Harnack, Adolf. “Excurs: Die Διδαχή und die Waldenser.” pp. 269-274. Lehre der Zwölf Apostel. Leipzig, J.C. Hinrichs, 1884.
Harnack observes that the conditions of society and the church naturally changed over time (Harnack 1884, 269). He particularly notes the greater institutionalization and organizational structure as limitations on the preaching and teaching. However, from the 3rd until the 15th century, there were moves to restore some sort of apostolic order. For this reason, it is interesting to consult a church order as old as the Didache, which was apparently not used a great deay beyond the 4th century, to evaluate later reform movements. Harnack consulted with an archivist in Munster, Dr. Keller, about a not-yet-released book entitled The Reformation and the Older Religious Parties (Harnack 1884, 270). Harnack finds that the Waldensian reform movement, in attempting to return to early Christian practices, did not create a system very similar to that described in the Didache. They met from house to house, relatively secretly, and pooled their resources so as to provide the best to their teachers. These habits were really not what the Didache describes from the early Christian period. The structure of the divine service is very different (Harnack 1884, 271). They also adopted a different view of bishops and deacons (Harnack 1884, 272).

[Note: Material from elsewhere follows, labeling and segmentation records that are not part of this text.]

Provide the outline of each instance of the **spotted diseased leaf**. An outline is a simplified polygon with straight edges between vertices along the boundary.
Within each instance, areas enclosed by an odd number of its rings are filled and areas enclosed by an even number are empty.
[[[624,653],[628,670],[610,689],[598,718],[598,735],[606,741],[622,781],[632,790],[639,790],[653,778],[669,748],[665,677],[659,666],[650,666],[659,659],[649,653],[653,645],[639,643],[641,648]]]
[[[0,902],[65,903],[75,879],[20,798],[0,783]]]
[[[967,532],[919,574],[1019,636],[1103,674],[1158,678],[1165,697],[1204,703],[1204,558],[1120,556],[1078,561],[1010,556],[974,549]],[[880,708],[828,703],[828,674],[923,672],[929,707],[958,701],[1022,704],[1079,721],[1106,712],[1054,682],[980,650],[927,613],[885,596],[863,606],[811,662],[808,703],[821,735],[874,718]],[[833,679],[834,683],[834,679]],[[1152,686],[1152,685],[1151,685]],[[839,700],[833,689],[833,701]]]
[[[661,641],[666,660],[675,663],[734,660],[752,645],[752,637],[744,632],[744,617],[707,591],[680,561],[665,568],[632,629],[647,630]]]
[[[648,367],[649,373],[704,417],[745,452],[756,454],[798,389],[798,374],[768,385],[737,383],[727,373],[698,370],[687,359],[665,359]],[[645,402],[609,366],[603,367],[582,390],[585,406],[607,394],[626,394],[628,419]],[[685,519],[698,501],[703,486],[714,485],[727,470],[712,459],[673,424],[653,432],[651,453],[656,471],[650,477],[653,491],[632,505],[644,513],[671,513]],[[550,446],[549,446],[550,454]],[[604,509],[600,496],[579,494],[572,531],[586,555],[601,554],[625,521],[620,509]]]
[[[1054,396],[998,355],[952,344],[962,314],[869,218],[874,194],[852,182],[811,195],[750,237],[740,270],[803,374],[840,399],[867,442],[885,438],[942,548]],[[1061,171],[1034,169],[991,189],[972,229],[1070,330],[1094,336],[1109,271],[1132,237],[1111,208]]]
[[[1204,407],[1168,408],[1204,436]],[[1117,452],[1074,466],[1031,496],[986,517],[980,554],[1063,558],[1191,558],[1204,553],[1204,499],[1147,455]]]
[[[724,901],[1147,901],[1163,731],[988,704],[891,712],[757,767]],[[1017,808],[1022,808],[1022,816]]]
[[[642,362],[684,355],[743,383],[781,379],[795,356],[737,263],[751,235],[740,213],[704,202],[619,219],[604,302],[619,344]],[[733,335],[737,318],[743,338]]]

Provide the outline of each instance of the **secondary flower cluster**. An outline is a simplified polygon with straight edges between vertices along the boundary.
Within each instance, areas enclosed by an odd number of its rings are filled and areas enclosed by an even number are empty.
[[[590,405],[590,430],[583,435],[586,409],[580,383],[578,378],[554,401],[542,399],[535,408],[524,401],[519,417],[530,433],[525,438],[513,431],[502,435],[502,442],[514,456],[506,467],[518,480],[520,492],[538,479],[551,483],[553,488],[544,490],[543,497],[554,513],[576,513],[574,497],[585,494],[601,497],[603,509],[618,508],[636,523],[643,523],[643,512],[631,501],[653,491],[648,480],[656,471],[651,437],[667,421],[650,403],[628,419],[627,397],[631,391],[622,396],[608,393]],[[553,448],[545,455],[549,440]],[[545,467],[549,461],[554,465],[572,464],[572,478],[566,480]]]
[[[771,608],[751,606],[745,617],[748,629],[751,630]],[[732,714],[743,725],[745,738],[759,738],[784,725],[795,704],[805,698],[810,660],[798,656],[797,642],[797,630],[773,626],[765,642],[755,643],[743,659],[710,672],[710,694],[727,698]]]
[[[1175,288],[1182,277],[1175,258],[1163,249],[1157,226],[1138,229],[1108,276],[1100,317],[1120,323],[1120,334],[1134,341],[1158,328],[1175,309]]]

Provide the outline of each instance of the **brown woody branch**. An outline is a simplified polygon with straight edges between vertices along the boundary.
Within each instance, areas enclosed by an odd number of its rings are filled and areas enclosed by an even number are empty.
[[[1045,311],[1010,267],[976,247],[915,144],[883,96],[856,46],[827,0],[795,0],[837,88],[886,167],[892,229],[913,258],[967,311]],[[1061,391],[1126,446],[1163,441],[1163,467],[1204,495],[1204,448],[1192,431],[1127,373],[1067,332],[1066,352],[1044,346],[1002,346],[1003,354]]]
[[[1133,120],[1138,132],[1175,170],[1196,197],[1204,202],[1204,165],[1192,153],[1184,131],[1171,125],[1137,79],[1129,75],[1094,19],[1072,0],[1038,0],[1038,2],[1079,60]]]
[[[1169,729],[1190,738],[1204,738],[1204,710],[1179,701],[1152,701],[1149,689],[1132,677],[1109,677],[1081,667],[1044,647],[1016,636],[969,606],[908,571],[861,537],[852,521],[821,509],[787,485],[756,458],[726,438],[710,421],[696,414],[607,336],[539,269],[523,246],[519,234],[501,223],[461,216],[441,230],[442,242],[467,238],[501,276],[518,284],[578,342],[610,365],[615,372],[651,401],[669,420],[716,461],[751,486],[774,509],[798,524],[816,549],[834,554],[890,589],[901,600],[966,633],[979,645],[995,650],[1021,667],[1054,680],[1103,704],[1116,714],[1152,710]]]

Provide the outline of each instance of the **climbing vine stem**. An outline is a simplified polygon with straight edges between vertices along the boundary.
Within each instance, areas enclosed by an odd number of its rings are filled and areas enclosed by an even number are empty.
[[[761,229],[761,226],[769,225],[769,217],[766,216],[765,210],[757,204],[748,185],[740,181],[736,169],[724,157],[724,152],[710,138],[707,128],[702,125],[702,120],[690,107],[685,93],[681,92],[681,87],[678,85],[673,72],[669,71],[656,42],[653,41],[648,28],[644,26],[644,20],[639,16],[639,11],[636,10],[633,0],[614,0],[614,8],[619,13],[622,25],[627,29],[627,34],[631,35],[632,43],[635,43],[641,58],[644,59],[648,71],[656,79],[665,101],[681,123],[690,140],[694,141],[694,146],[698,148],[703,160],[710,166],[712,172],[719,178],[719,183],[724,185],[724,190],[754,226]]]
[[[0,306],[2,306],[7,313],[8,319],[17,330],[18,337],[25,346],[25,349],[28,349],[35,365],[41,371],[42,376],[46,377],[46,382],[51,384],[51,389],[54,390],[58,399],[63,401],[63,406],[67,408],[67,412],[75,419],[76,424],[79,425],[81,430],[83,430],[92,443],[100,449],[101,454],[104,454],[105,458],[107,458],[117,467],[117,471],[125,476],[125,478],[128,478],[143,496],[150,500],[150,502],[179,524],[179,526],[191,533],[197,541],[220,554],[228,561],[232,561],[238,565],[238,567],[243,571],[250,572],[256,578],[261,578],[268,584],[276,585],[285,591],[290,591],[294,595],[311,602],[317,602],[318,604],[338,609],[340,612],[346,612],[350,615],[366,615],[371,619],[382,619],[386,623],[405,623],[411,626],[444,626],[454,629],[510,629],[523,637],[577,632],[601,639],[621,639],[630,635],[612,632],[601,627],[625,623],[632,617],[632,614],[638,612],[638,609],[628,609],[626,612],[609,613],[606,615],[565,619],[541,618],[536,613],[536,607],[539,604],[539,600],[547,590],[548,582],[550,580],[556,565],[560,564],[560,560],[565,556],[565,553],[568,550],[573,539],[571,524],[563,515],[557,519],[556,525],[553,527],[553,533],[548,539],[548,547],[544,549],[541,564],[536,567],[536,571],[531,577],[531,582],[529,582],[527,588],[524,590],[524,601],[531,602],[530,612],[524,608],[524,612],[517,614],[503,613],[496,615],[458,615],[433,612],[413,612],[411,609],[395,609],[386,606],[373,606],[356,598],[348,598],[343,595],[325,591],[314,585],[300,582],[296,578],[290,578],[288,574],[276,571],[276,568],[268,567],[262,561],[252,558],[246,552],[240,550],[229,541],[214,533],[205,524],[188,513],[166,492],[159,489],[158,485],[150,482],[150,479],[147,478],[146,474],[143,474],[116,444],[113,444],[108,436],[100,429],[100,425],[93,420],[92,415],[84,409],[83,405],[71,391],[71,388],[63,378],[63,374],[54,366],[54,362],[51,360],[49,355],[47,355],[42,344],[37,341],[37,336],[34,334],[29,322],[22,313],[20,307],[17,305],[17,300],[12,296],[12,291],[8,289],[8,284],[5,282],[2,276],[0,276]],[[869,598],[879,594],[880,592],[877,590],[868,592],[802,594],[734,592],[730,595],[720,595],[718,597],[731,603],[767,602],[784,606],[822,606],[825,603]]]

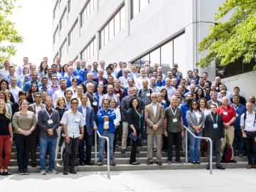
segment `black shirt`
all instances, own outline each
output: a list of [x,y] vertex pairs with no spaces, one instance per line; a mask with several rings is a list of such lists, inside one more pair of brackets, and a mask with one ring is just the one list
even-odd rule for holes
[[9,124],[11,122],[9,118],[7,118],[4,114],[0,114],[0,135],[10,135],[9,130]]

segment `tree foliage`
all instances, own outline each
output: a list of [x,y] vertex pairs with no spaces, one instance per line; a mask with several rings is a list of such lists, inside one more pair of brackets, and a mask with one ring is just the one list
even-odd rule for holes
[[219,21],[230,11],[228,21],[211,26],[209,35],[199,43],[199,52],[208,52],[197,65],[205,68],[216,60],[223,66],[240,58],[244,63],[255,59],[256,0],[225,0],[215,19]]
[[23,38],[15,29],[15,23],[10,16],[15,9],[16,0],[0,0],[0,62],[9,60],[16,53],[16,44],[22,43]]

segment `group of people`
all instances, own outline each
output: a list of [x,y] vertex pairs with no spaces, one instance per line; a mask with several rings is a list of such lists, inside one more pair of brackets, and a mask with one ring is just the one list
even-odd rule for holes
[[[76,174],[78,161],[92,165],[94,130],[110,139],[111,166],[115,166],[117,139],[122,154],[132,145],[132,165],[139,164],[137,146],[144,140],[146,164],[161,166],[162,150],[167,151],[168,164],[182,164],[185,127],[213,140],[217,169],[225,169],[220,162],[227,144],[232,149],[229,162],[236,162],[235,149],[242,157],[245,146],[247,168],[256,168],[255,97],[247,102],[238,87],[233,93],[228,91],[218,76],[212,82],[206,72],[199,76],[194,69],[183,78],[178,64],[164,73],[157,63],[150,67],[147,62],[139,68],[122,61],[107,66],[104,61],[91,65],[85,60],[63,64],[57,58],[50,65],[44,57],[38,69],[27,57],[23,63],[16,69],[6,60],[0,70],[1,175],[11,174],[8,166],[13,141],[19,174],[28,174],[29,154],[31,166],[37,166],[38,146],[41,175],[46,174],[48,156],[48,173],[58,174],[55,166],[63,162],[63,174]],[[191,163],[200,164],[200,156],[207,153],[209,156],[207,142],[191,134],[188,142]],[[100,138],[98,166],[104,164],[105,145]]]

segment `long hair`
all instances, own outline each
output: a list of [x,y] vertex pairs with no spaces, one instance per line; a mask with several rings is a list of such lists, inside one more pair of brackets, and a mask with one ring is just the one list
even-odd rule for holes
[[4,101],[4,100],[1,99],[0,100],[0,102],[4,102],[4,115],[6,117],[6,118],[9,119],[10,118],[10,114],[8,112],[8,107],[7,107],[7,104],[6,103],[6,102]]

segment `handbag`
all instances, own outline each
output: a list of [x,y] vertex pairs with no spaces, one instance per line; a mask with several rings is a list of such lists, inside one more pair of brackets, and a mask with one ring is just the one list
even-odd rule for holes
[[138,139],[138,136],[137,135],[133,135],[132,133],[130,133],[129,134],[129,138],[134,142],[136,142]]

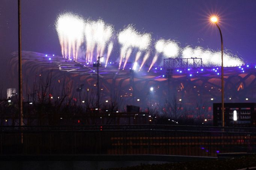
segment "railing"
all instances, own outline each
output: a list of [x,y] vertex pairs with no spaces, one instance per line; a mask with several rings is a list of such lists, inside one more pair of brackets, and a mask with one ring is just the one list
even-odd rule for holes
[[0,154],[214,157],[218,153],[256,151],[254,128],[155,125],[20,128],[0,127]]

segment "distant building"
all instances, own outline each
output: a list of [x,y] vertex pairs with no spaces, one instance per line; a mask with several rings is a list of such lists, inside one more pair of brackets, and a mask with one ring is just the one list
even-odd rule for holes
[[[224,108],[225,126],[256,126],[256,103],[225,103]],[[236,118],[235,115],[234,118],[235,111],[236,112]],[[221,126],[222,118],[221,103],[214,103],[214,126]]]

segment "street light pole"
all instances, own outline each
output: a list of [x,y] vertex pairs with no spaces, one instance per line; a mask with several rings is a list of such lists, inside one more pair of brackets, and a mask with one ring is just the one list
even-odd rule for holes
[[97,58],[97,63],[96,64],[93,64],[93,67],[97,67],[97,106],[98,107],[98,110],[99,109],[99,67],[101,66],[100,59],[101,57],[103,57],[103,56],[99,56]]
[[222,116],[222,127],[224,127],[225,126],[225,121],[224,119],[224,78],[223,67],[223,40],[222,39],[221,31],[220,30],[220,28],[218,25],[218,24],[217,24],[217,18],[215,17],[212,17],[211,18],[211,20],[216,24],[218,28],[219,29],[221,43],[221,115]]
[[[19,67],[19,111],[20,112],[20,126],[23,125],[22,106],[22,63],[21,60],[21,30],[20,16],[20,0],[18,1],[18,67]],[[22,139],[21,139],[22,140]]]

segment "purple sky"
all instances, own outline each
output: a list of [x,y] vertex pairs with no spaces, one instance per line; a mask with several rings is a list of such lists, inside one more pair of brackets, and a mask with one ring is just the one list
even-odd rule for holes
[[[9,69],[9,54],[18,50],[17,1],[1,0],[0,6],[0,86],[5,88],[16,86],[5,82],[7,75],[3,73]],[[174,39],[182,47],[190,45],[217,50],[220,47],[219,33],[215,26],[209,24],[208,18],[215,13],[221,18],[224,48],[245,62],[256,62],[255,0],[21,1],[23,50],[60,54],[54,22],[65,11],[93,19],[101,17],[116,30],[133,24],[139,31],[152,33],[155,39]]]

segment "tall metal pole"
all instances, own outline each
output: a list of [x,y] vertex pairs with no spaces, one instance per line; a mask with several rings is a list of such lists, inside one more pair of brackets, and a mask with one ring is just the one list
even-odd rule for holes
[[18,37],[19,44],[19,111],[20,112],[20,126],[23,125],[23,114],[22,112],[22,64],[21,61],[21,27],[20,16],[20,0],[18,1]]
[[222,115],[222,127],[224,127],[225,126],[225,121],[224,120],[224,79],[223,71],[223,40],[222,39],[222,34],[221,34],[220,28],[217,22],[215,22],[215,24],[217,25],[219,31],[220,31],[220,39],[221,41],[221,114]]

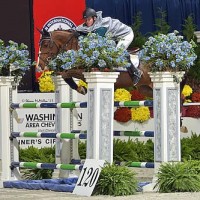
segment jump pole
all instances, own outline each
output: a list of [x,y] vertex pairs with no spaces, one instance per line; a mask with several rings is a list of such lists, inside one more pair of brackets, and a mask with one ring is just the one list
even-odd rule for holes
[[[61,76],[54,78],[56,102],[71,102],[75,93]],[[70,132],[73,128],[73,110],[56,109],[56,132]],[[79,159],[78,139],[56,139],[56,164],[68,164],[73,158]],[[54,178],[69,177],[73,171],[54,170]]]
[[3,187],[4,181],[19,178],[18,168],[13,173],[10,170],[11,161],[19,160],[18,142],[16,139],[9,139],[11,129],[16,128],[16,124],[11,123],[10,100],[16,98],[17,83],[14,82],[14,77],[0,77],[0,188]]

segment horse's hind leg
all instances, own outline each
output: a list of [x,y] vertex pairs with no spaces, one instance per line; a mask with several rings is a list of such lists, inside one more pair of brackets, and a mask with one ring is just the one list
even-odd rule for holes
[[[75,73],[76,72],[76,73]],[[87,93],[87,89],[83,86],[79,86],[75,83],[74,78],[77,79],[81,79],[81,80],[85,80],[84,76],[82,73],[77,73],[77,70],[66,70],[64,72],[62,72],[62,78],[64,79],[64,81],[73,89],[76,90],[77,92],[85,95]]]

Harnack considers that a pro-Catholic or anti-Catholic bias may influence reform movements, which react to their biases rather than to actual evidence of historic doctrine or practice, including a fair reading of the New Testament. The Waldensians specifically seem to have been influenced by the Baptist sects of their time (Harnack 1884, 274). The enthusiasm of the prophets, the anticlerical sentiments, and the desire for a vigorous Christianity all fit with that movement but do not necessarily reflect the earliest Chrsitians, who would not be reacting against a supposed less emotive and more hierarchical structure.